McNabb's official final performance with Better Than Ezra was at Family Gras in Metairie, Louisiana, on February 15, 2009.

===Current===
McNabb continues his association with Sugarland, playing drums at all of the band's live appearances at concert venues, as well as television specials and awards shows. In addition, he was the primary studio drummer on Sugarland's 2010 release "The Incredible Machine," as well as several tracks on their Christmas-music collection "Gold and Green."

During brief breaks in Sugarland's tour schedule, McNabb has also recently picked up road work with other current artists, including Brendan Benson (of The Raconteurs) and Country act Little Big Town, as well as session work with artists such as Howie Day, Dar Williams, and Mandi Perkins. In addition, he has performed with both Kristian Bush and Jennifer Nettles of Sugarland during television and other live solo appearances.

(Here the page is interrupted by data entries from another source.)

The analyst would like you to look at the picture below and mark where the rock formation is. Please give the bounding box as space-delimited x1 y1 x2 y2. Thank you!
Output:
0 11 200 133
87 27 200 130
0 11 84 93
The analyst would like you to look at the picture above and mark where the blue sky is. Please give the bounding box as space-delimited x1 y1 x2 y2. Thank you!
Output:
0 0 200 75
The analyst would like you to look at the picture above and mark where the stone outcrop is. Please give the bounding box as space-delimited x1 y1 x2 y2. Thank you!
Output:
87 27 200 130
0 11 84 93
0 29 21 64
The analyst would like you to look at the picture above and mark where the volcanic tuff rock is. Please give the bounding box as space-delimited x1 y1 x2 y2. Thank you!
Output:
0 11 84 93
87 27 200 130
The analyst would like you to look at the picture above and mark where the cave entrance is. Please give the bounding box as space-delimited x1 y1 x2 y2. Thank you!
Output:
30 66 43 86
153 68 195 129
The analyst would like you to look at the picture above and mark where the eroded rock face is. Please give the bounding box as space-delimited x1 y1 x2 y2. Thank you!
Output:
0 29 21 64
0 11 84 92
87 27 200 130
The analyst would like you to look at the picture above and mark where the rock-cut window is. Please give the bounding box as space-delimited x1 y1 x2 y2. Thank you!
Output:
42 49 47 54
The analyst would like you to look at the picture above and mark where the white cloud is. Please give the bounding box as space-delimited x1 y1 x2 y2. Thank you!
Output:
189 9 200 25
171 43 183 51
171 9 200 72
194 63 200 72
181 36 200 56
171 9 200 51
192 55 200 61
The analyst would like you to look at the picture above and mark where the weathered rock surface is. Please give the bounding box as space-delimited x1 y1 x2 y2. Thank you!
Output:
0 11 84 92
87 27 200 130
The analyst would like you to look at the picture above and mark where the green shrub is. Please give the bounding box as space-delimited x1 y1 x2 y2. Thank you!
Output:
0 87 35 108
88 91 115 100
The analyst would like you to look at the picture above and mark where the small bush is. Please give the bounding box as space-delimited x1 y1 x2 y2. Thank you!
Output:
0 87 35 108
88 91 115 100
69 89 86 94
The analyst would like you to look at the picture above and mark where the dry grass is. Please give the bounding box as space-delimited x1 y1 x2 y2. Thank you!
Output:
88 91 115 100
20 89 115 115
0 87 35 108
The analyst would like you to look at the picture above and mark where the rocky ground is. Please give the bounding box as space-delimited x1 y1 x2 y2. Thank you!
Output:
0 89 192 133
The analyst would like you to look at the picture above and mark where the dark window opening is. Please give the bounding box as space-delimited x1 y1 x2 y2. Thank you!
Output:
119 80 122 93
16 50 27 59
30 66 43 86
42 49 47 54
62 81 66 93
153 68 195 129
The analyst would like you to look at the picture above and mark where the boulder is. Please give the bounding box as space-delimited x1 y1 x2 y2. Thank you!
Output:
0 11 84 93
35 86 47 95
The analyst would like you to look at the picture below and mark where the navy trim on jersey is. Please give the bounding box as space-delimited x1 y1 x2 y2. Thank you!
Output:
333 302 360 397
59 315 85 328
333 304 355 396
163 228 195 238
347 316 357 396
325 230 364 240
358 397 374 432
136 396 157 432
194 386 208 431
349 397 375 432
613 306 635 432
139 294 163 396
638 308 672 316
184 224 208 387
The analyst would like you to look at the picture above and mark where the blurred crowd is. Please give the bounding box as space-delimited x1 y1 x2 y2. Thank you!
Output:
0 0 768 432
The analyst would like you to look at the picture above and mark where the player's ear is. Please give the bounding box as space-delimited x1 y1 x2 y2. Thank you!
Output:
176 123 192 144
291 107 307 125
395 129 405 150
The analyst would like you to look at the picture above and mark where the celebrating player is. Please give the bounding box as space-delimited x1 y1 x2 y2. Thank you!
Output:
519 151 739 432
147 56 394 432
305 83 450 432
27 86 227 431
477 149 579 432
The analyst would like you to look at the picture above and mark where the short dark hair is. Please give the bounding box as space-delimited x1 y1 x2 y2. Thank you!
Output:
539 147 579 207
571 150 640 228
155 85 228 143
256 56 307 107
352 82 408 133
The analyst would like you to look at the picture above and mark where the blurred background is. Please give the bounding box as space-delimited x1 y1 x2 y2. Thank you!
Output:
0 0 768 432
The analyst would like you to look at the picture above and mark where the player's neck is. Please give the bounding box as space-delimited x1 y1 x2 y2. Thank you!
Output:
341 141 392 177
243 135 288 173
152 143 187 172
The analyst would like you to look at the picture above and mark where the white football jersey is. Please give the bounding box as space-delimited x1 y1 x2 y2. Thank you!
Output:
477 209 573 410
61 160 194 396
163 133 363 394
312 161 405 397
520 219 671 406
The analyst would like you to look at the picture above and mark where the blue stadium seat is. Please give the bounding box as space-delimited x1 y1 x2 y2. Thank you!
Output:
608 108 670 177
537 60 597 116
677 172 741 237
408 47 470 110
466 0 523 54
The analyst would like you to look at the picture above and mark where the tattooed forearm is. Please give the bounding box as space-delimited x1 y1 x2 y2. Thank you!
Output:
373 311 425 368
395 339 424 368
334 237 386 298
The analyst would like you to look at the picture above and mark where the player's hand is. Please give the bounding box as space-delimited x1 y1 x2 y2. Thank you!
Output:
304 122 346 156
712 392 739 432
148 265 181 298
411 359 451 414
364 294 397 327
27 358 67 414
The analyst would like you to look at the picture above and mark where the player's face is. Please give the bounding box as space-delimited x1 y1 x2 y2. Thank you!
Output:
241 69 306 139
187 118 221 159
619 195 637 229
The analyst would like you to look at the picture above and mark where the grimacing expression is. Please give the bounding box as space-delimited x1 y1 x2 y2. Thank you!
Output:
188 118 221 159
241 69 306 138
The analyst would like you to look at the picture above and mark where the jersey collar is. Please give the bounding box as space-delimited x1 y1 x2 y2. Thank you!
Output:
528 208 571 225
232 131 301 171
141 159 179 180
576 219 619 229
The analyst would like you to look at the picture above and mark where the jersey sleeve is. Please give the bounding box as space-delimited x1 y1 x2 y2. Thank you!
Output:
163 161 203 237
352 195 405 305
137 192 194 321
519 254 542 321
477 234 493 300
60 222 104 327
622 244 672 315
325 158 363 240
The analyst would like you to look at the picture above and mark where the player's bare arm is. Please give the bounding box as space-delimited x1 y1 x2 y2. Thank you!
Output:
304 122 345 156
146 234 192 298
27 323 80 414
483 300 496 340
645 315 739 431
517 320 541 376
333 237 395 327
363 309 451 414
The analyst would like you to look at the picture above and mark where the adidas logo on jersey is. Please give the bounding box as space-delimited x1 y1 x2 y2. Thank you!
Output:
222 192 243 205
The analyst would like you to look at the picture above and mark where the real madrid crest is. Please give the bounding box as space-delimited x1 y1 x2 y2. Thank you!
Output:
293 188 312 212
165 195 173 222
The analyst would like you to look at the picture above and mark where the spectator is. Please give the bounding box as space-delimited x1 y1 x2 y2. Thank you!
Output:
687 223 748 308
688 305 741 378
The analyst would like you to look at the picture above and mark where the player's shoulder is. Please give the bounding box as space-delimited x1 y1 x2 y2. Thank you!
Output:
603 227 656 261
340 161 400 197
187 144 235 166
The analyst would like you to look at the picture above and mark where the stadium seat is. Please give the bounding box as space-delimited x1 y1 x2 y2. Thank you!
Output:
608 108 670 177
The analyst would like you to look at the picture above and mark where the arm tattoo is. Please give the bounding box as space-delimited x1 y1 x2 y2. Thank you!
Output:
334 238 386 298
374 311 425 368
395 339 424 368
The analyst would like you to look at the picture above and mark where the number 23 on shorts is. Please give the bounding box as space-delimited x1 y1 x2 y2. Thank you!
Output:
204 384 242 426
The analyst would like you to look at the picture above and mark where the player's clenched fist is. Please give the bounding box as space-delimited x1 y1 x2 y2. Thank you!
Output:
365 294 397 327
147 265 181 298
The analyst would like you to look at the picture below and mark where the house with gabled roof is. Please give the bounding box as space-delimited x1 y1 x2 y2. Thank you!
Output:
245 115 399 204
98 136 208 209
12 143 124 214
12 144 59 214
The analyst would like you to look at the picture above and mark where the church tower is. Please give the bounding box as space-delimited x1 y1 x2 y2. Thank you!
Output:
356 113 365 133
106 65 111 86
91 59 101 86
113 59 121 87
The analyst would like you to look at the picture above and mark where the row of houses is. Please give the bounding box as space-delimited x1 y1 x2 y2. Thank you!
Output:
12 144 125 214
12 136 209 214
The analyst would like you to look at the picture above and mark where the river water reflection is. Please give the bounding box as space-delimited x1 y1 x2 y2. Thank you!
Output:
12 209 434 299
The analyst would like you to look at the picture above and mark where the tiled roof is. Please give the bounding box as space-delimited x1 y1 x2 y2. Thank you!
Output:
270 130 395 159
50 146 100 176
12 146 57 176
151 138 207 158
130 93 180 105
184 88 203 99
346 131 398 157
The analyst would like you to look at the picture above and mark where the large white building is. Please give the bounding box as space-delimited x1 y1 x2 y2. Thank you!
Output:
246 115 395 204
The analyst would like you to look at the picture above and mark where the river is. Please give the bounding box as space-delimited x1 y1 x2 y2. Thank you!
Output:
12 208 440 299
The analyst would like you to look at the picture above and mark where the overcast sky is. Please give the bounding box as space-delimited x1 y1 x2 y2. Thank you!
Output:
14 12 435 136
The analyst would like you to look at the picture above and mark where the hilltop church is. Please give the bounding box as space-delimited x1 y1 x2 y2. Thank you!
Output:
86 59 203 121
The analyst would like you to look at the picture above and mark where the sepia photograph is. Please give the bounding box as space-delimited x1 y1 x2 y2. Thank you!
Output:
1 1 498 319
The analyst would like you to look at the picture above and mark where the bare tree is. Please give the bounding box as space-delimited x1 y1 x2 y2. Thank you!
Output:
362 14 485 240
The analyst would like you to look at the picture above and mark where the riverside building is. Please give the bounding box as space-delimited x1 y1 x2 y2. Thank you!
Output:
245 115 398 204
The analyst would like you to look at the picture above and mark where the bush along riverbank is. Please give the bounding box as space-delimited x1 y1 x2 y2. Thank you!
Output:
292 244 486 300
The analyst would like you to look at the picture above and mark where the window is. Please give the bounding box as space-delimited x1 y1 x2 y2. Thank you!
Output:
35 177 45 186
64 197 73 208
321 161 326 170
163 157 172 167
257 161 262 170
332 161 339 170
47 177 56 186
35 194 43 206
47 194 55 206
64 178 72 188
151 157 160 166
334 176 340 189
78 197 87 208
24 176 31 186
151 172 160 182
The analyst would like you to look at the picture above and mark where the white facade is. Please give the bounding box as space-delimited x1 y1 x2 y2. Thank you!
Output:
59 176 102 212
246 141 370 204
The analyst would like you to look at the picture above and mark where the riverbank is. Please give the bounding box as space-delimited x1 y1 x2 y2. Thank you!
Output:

From July 2013 to June 2014, McNabb toured as the drummer with Country music duo Big & Rich. McNabb's first affiliation with Big & Rich came in 2010, when he was invited to organize the backing band for a Haiti earthquake relief benefit put together by one of that group's founders, Big Kenny Alphin.

Starting in mid-2014, McNabb toured with singer-songwriter Gavin DeGraw.

As of 2015, McNabb has been the drummer with the backing band of alt-country artist Frankie Ballard.

In 2022, McNabb signed on as the drummer for the "Celebrating David Bowie" tribute tour, playing multiple dates as part of an all-star band that also featured Todd Rundgren, Adrian Belew, Royston Langdon of Spacehog, and Fishbone's Angelo Moore.

==Personal life==
McNabb currently resides in Nashville, Tennessee, with his wife Cristy, and their dogs Maggie and Emmy Lou. He is a classic motorcycle and vehicle enthusiast, and enjoys collecting and playing vintage drum and percussion gear.
McNabb also recently opened a drum tracking studio, Wood Hill Recording, where he offers his services as a studio percussionist and audio engineer.